Stravinsky
Pulcinella – Suite
Ravel
Concerto in D for Piano (Left-hand) and Orchestra*
Prokofiev
Piano Concerto No.4 in B-flat, Op.53**
Borodin
Prince Igor – Polovtsian Dances
Hüseyin Sermet (piano)*
Vassilis Varvaresos (piano)**
Russian Chamber Philharmonic St Petersburg
Juri Gilbo
Reviewed by: Ateş Orga
Reviewed: 9 June, 2017
Venue: Hagia Eirene Museum, Topkapi Palace, Istanbul, Turkey
Pursuing the “Unusual” theme of this the forty-fifth Istanbul Music Festival, this concert contrasted a Russian orchestral fest with two of the several Left-hand Piano Concertos commissioned by Paul Wittgenstein before the Second World War, one famous, the other scarcely played.
In the Ravel (1931), Hüseyin Sermet, Turkey’s best-known ex-pat, based in Paris, excelled in the solo paragraphs, etching the textures with care and beauty, concerned with colour and intimate projection – notwithstanding the distraction of flying pigeons dazzled by stage-lights and the evening ezan of the muezzin from the Blue Mosque breaking through in incongruous counterpoint.
Through no fault of his, the big moments and the tuttis lost definition, however, if not audibility. The orchestra, prone to loose entries and over-balanced brass and percussion, didn’t help. But most to blame was the cavernous acoustic of the Byzantine Hagia Eirene Museum in the outer courtyard of the Topkapi Palace, the former arsenal of the Ottoman janissaries. As Sermet’s beautifully delicate encore demonstrated – Ulvi Cemal Erkin’s Little Shepherd (1937) – you can whisper a poem and be heard in this old basilica with its rough walls and enduring Constantine cross. But anything more complex fragments. In a city as vast and populous as Istanbul yet still without a dedicated major concert hall, Hagia Eirene has long been an uneasy compromise. Yes, you enter history for a few hours, fifteen centuries of it, but at a price.
In such a space, Prokofiev’s Fourth Piano Concerto (also 1931), its motoric rhythms playing to the beat in contrast to Ravel’s playing to the emotional curve, survived better, it’s less-opaque orchestration presenting fewer ensemble problems. Vassilis Varvaresos, a rising star of supremely assertive self-confidence, metallised his way through the notes, athletic and lithe but with time for deeper thought in the second and third movements. Wittgenstein professed not to understand the piece; clapping nervously, nor, it seems, did this audience, confused as to where the music stopped and evidently puzzled by some of its enigmatic corners. For an encore Varvaresos offered a personal take on the Finale, an Alkan-esque ‘toccatina‘ for two hands, winning everyone over with his easy-going humour and legerdemain.
Contrary to its name, the Russian Chamber Philharmonic St Petersburg, founded in 1990, fields a respectably large array of players.
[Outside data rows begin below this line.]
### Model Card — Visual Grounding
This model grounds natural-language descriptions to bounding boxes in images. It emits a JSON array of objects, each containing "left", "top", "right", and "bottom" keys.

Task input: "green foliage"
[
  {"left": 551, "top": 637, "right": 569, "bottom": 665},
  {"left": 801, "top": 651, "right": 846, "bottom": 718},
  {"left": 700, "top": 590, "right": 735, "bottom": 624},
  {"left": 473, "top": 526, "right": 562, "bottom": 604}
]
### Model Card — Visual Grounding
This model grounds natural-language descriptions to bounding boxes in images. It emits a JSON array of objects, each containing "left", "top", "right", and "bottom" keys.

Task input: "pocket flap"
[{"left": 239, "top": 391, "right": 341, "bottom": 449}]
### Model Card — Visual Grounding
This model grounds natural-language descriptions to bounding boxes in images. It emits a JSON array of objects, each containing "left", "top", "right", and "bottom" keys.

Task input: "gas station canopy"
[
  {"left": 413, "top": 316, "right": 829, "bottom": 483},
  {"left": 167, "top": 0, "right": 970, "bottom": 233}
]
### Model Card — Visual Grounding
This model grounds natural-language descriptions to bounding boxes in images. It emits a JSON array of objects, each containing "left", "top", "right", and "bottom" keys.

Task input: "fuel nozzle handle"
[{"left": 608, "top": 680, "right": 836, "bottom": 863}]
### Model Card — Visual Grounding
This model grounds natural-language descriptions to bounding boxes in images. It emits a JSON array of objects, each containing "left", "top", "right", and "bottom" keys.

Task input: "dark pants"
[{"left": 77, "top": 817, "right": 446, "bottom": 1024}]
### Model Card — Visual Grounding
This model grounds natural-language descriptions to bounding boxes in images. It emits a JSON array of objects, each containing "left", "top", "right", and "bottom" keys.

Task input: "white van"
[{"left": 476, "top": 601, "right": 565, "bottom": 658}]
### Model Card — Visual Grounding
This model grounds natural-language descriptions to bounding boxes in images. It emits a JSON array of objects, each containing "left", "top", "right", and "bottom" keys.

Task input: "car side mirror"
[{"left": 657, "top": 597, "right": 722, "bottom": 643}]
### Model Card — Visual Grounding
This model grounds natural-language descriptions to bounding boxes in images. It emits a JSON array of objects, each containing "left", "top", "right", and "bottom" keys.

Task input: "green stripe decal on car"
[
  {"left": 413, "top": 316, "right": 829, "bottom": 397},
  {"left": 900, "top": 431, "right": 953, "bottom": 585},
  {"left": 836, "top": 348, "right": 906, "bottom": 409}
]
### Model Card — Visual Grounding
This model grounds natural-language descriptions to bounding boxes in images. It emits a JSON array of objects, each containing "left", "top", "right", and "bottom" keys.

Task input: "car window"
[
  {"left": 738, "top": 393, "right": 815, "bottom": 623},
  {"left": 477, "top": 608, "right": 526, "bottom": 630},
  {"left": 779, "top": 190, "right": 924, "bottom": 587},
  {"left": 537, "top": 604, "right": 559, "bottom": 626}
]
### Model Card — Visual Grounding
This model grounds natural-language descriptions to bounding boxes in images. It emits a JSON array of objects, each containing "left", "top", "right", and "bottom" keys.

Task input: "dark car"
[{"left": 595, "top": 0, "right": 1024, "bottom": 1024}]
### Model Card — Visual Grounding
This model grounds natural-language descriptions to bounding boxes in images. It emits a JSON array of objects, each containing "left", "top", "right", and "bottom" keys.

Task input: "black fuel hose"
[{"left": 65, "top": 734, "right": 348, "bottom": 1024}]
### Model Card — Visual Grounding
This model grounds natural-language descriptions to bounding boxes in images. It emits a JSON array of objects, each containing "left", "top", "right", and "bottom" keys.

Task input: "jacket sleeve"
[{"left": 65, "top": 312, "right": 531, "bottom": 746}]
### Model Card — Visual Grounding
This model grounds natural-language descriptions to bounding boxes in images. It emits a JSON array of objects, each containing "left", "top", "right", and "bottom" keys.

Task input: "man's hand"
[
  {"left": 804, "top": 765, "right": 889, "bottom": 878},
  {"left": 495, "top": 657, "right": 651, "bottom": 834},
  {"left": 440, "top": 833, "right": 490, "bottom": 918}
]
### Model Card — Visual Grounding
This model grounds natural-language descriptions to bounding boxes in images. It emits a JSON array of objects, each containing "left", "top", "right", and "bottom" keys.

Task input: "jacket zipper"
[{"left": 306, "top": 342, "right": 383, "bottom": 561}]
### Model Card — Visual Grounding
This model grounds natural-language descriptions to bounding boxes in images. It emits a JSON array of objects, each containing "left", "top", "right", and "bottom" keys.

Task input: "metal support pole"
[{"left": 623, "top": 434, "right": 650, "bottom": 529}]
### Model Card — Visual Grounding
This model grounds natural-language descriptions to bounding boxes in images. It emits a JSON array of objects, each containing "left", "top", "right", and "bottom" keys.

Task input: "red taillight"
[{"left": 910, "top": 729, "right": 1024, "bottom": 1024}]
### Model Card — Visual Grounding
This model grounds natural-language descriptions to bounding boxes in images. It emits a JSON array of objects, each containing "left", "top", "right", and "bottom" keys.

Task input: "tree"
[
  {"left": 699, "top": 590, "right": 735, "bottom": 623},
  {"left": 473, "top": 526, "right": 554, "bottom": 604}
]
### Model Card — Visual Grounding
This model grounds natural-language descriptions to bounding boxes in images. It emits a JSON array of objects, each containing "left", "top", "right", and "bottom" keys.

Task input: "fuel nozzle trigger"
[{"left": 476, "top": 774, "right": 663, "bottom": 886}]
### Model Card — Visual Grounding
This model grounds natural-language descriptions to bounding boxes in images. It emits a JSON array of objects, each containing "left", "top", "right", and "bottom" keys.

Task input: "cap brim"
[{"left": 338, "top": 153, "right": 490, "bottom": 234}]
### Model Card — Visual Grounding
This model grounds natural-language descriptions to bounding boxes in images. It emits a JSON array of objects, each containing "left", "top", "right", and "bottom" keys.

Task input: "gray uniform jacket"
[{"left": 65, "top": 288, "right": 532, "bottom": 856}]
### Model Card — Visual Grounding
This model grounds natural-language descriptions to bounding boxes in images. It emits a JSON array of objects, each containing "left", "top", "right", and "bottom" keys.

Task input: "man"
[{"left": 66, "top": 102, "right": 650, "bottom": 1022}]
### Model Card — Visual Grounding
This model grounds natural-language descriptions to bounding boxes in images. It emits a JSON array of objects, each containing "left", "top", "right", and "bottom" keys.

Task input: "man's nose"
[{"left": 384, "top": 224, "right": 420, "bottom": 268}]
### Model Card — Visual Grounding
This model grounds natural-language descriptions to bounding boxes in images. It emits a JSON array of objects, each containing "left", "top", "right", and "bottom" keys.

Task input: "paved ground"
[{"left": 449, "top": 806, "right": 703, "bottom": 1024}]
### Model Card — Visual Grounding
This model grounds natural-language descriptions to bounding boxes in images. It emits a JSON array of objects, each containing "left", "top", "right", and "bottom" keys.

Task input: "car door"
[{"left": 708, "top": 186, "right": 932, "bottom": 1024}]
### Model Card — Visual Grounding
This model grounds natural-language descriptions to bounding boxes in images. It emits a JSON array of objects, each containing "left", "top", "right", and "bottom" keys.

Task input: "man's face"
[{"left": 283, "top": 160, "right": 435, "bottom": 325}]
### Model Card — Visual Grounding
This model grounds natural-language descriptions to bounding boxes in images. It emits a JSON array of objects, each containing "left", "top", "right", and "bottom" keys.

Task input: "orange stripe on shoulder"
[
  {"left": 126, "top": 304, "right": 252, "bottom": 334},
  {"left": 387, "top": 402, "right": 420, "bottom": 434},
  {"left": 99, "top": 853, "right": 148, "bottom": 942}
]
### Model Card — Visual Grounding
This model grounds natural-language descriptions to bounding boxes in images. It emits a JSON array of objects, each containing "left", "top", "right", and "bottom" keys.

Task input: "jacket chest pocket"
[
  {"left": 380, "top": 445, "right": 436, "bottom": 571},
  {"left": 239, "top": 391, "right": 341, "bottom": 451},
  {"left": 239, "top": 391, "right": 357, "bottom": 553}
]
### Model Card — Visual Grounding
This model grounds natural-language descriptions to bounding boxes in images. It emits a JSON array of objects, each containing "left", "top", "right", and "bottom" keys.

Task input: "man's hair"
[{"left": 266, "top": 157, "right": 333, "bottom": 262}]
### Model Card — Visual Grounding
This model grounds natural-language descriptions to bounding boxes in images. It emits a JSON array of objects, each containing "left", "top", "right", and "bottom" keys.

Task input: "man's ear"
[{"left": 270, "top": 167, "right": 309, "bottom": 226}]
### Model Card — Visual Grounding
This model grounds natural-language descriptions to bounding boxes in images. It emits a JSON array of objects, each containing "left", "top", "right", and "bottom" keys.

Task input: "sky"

Under Juri Gilbo they took time to settle. Least successful was the Suite from Stravinsky’s Pulcinella, the detail of the faster movements getting swamped, and the lyrical reflection of the slower ones losing momentum. This is music that requires finely tuned accuracy and a virtually dry room. The principal players struggled, and with fifty-percent of their effort and subtlety dissipated in circling overtones the result was unfocussed and messy.
Come the simpler canvas of Borodin’s Polovtsian Dances (the opera Prince Igor completed by Rimsky-Korsakov and Glazunov), things took alight. This was a physical, co-ordinated reading, sending us home with a tune to whistle and a rhythm or two to help negotiate the surrounding cobbled lanes. But not before two encores – from Glazunov’s Raymonda and from Sviridov’s Time, Forward! (1965). The latter, with its piano obbligato, strident trumpet, and repetitive side-drum born of Ravel Boléro/Shostakovich 7, strings digging deep, unison off-bows swung through with virtuoso flourish, each of the girls a prima ballerina in overdrive, reminded that only Russian orchestras, the Russian/Baltic temperament, can command such hoary Soviet hits with so much nuanced panache and orgiastic inevitability.